"Ekspektasi dan potensinya sebenarnya cukup positif. Karena seperti yang kita ketahui BUMN-BUMN di Indonesia banyak sekali yang dari sisi kinerjanya belum optimal. Pengelolaan asetnya pun begitu. Bisa dibilang kurang baik. Diharapkan Danantara bisa memgonsolidasi merapikan struktur dari BUMN-BUMN ini," tegas Wafi.
Perjalanan Danantara menata BUMN tentu tidak mulus. Penuh dengan tantangan kompleks.
BACA JUGA:Anindya Bakrie Promosikan Danantara di Forum Global Bergengsi Milken Institute 2025
Salah satu yang paling fundamental adalah kerumitan memetakan kondisi riil masing-masing BUMN. Jumlahnya banyak. Beragam model bisnis.
"Kami melihat potensi besar di beberapa BUMN. Tapi realisasinya seringkali tertunda karena berbagai faktor. Mulai dari resistensi internal, masalah hukum, hingga dinamika politik," ungkapnya.
Nah, Danantara berada di posisi cukup sulit. Harus dapat menyeimbangkan antara kepentingan bisnis, sosial dan politik. Tugas yang tidak mudah. Perlu kejelian. Perlu keberanian luar biasa.

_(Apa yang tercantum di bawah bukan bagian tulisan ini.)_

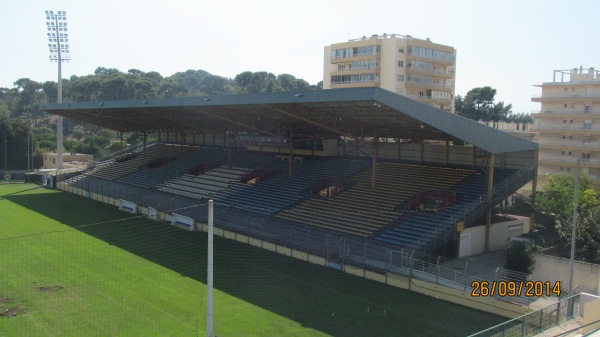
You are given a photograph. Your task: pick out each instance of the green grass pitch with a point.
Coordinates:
(71, 266)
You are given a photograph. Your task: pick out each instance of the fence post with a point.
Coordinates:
(388, 255)
(410, 271)
(465, 276)
(365, 255)
(327, 249)
(307, 232)
(437, 279)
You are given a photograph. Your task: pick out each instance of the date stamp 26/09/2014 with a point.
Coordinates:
(515, 288)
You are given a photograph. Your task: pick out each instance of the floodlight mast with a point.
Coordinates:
(58, 40)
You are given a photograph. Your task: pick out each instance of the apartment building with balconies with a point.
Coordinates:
(419, 69)
(568, 124)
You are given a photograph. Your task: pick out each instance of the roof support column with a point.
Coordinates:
(488, 222)
(375, 154)
(447, 159)
(534, 188)
(291, 156)
(228, 152)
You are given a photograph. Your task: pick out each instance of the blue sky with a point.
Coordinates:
(510, 45)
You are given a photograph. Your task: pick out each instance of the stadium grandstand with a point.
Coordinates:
(362, 164)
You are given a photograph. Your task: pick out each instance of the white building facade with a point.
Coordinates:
(419, 69)
(568, 124)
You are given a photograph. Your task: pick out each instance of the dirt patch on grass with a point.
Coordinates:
(11, 312)
(50, 288)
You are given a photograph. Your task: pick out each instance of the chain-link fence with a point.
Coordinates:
(336, 248)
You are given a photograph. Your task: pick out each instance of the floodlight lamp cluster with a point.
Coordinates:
(58, 38)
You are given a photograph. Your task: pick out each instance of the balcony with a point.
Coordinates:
(355, 69)
(437, 73)
(357, 56)
(427, 84)
(430, 59)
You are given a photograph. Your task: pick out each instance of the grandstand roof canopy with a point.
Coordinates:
(359, 112)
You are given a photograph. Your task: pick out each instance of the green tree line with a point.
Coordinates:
(479, 104)
(21, 118)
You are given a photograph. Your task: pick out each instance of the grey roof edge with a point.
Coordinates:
(489, 139)
(308, 96)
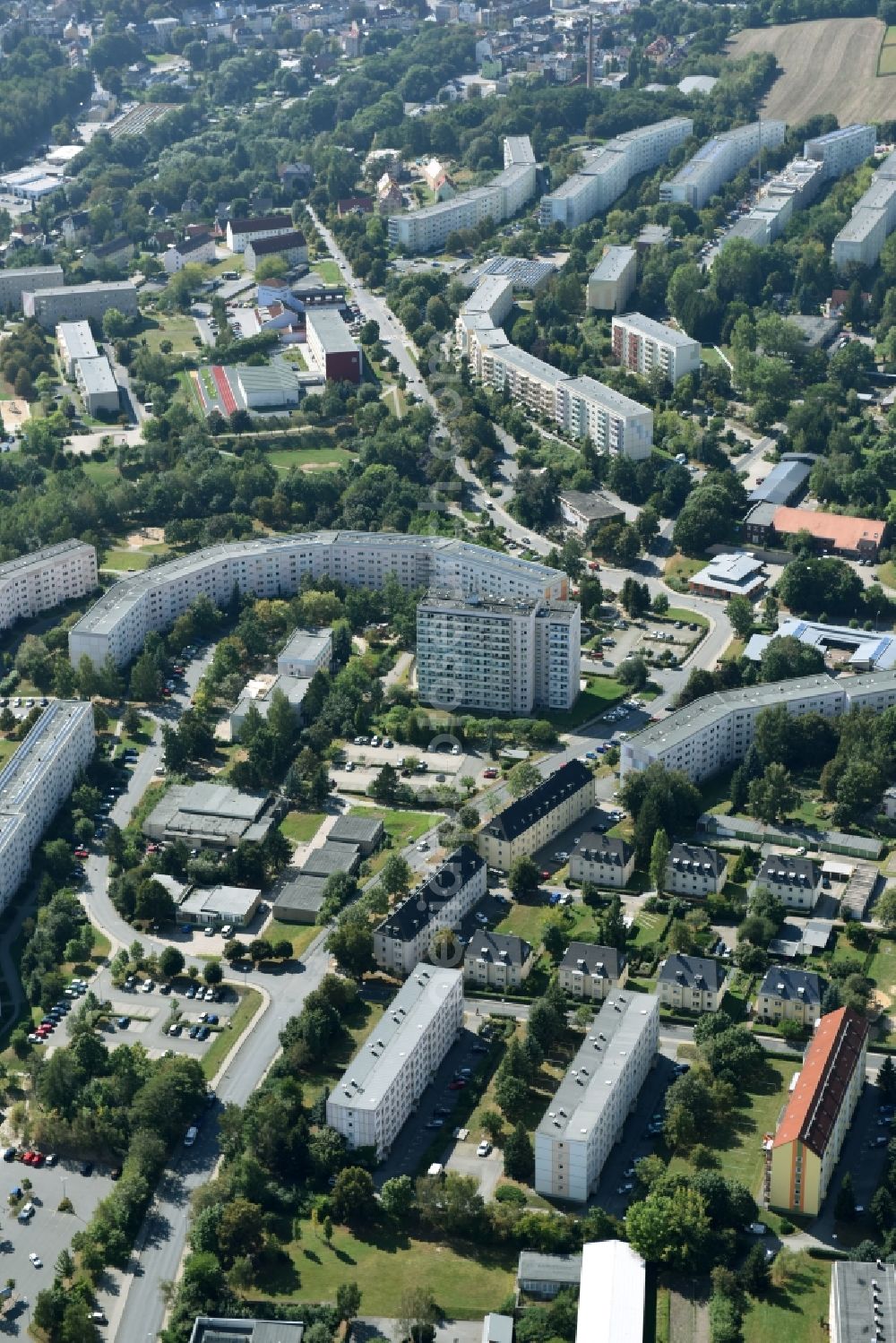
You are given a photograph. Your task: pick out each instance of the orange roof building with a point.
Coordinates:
(861, 536)
(813, 1127)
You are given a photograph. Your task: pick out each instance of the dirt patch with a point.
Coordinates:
(813, 58)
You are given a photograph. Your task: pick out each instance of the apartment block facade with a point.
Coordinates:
(405, 936)
(274, 565)
(532, 821)
(586, 1116)
(718, 161)
(80, 303)
(817, 1117)
(45, 579)
(646, 347)
(382, 1085)
(497, 654)
(35, 782)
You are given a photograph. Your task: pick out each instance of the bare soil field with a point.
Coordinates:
(814, 58)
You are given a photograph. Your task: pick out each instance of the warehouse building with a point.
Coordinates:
(382, 1085)
(332, 347)
(532, 821)
(586, 1116)
(46, 578)
(37, 780)
(810, 1135)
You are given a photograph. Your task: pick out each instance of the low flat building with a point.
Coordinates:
(863, 1302)
(587, 511)
(211, 815)
(332, 857)
(532, 821)
(613, 1294)
(694, 871)
(813, 1127)
(788, 994)
(602, 860)
(729, 575)
(796, 882)
(691, 984)
(547, 1275)
(366, 833)
(591, 971)
(383, 1084)
(497, 960)
(586, 1115)
(405, 936)
(209, 907)
(298, 899)
(850, 536)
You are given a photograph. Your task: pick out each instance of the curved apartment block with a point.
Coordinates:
(274, 565)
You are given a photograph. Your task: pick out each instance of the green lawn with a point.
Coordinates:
(465, 1286)
(287, 458)
(125, 560)
(330, 271)
(600, 692)
(301, 826)
(756, 1114)
(793, 1313)
(225, 1039)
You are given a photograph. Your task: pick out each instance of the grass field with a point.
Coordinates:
(791, 1313)
(465, 1286)
(301, 826)
(813, 58)
(287, 458)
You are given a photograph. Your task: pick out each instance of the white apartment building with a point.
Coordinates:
(844, 150)
(389, 1074)
(45, 579)
(97, 385)
(244, 231)
(613, 280)
(75, 341)
(274, 565)
(718, 161)
(646, 347)
(606, 174)
(80, 303)
(587, 1114)
(427, 228)
(715, 731)
(13, 284)
(874, 220)
(405, 936)
(532, 821)
(796, 882)
(306, 653)
(611, 420)
(495, 654)
(35, 782)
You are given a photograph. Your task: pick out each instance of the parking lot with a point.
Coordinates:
(150, 1015)
(48, 1230)
(435, 1114)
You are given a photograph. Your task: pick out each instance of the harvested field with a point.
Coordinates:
(813, 58)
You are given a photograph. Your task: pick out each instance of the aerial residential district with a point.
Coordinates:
(447, 672)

Dalam menghadapi tantangan ini, Danantara mencoba berbagai strategi inovatif. Salah satu pendekatan utama adalah integrasi melalui pembentukan sub-holding.
Danantara mengelompokkan BUMN dengan lini bisnis sejenis untuk menciptakan skala ekonomi. Menghilangkan duplikasi. Meningkatkan efisiensi operasional.

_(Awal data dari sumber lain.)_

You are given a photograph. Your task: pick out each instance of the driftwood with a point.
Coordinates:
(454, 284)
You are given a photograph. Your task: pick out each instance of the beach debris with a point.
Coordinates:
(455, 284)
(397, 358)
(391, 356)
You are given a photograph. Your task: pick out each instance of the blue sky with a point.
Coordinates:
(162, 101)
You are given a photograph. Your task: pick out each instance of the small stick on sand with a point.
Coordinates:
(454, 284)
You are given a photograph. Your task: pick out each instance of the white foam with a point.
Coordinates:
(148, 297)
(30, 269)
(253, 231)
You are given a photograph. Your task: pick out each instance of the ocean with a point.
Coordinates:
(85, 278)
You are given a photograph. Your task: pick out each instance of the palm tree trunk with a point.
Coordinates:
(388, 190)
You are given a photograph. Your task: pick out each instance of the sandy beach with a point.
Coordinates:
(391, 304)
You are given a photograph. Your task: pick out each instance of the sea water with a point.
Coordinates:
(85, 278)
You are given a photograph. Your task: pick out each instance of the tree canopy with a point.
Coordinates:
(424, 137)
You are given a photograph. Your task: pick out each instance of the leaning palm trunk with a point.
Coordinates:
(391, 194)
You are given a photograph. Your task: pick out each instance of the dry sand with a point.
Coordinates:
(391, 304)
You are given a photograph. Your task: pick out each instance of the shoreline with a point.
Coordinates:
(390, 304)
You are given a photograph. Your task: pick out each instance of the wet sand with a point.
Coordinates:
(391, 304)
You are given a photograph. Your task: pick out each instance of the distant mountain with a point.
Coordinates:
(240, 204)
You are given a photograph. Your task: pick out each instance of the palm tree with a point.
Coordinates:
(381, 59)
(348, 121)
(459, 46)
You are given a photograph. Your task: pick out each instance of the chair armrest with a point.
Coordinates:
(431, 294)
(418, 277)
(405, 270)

Contohnya adalah integrasi BUMN di sektor pangan atau manufaktur. Integrasi ini diharapkan dapat menciptakan sinergi yang lebih besar.

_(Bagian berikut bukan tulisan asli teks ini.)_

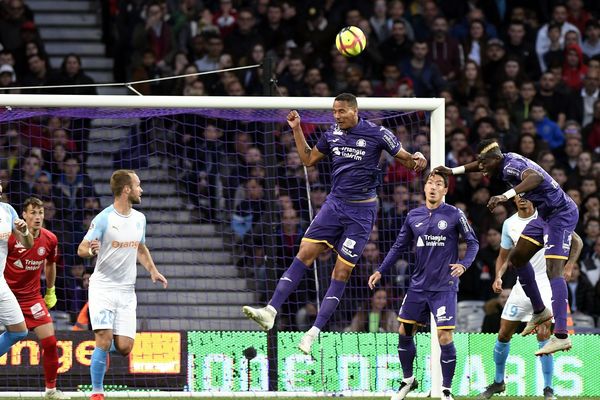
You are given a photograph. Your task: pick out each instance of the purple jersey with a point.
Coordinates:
(355, 157)
(435, 234)
(548, 197)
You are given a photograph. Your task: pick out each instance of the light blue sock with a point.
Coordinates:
(97, 370)
(7, 339)
(547, 366)
(501, 351)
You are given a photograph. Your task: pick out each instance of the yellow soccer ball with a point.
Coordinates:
(350, 41)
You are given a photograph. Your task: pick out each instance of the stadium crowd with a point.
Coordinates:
(526, 72)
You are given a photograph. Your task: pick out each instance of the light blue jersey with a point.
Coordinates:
(7, 223)
(119, 236)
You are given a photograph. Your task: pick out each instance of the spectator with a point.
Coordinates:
(445, 50)
(376, 317)
(397, 47)
(591, 264)
(591, 43)
(581, 292)
(591, 132)
(39, 74)
(426, 77)
(153, 34)
(518, 46)
(546, 129)
(243, 36)
(574, 68)
(581, 103)
(542, 44)
(74, 184)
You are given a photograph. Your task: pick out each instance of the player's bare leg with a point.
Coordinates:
(519, 257)
(45, 334)
(289, 281)
(560, 341)
(407, 352)
(339, 277)
(13, 334)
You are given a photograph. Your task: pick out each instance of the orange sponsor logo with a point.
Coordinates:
(125, 245)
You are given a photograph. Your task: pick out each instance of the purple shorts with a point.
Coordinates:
(417, 306)
(554, 234)
(343, 226)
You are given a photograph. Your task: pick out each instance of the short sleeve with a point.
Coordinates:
(97, 227)
(390, 142)
(506, 241)
(53, 253)
(322, 144)
(143, 239)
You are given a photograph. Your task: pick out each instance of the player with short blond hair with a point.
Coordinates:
(117, 236)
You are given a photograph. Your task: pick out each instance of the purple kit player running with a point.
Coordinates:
(434, 229)
(557, 218)
(345, 220)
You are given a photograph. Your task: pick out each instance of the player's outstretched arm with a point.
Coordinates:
(146, 260)
(22, 231)
(308, 156)
(530, 180)
(414, 161)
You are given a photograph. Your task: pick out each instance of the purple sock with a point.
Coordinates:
(406, 352)
(559, 304)
(288, 282)
(448, 359)
(330, 302)
(527, 279)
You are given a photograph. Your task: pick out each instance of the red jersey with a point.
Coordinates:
(24, 266)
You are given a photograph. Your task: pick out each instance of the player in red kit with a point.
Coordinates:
(23, 273)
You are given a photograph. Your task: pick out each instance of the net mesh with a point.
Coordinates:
(226, 201)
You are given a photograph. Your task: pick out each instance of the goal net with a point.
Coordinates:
(227, 201)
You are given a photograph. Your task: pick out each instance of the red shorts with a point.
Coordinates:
(35, 311)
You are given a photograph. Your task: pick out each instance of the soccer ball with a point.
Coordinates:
(350, 41)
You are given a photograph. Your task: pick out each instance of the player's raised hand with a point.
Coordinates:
(373, 279)
(420, 161)
(442, 170)
(95, 246)
(497, 285)
(21, 225)
(158, 277)
(457, 270)
(495, 200)
(293, 119)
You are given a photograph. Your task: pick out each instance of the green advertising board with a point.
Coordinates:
(369, 362)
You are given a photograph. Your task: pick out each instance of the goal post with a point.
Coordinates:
(107, 107)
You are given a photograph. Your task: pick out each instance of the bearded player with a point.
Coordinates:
(118, 236)
(23, 272)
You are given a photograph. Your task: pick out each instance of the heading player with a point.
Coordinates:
(347, 216)
(10, 312)
(518, 306)
(23, 274)
(557, 218)
(117, 235)
(435, 230)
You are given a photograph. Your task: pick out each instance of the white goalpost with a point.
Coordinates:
(434, 106)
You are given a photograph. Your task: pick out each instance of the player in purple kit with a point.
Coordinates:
(435, 230)
(346, 218)
(557, 218)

Selain itu, Danantara juga gencar melakukan revitalisasi. Tidak hanya menyuntikkan modal. Tetapi juga melakukan perombakan manajemen yang signifikan.
Perbaikan tata kelola perusahaan yang transparan. Perumusan strategi bisnis yang lebih adaptif terhadap dinamika pasar.
Ini berarti melakukan divestasi atau penggabungan beberapa entitas BUMN yang sudah tidak efisien. Tujuannya efektivitas portofolio secara keseluruhan.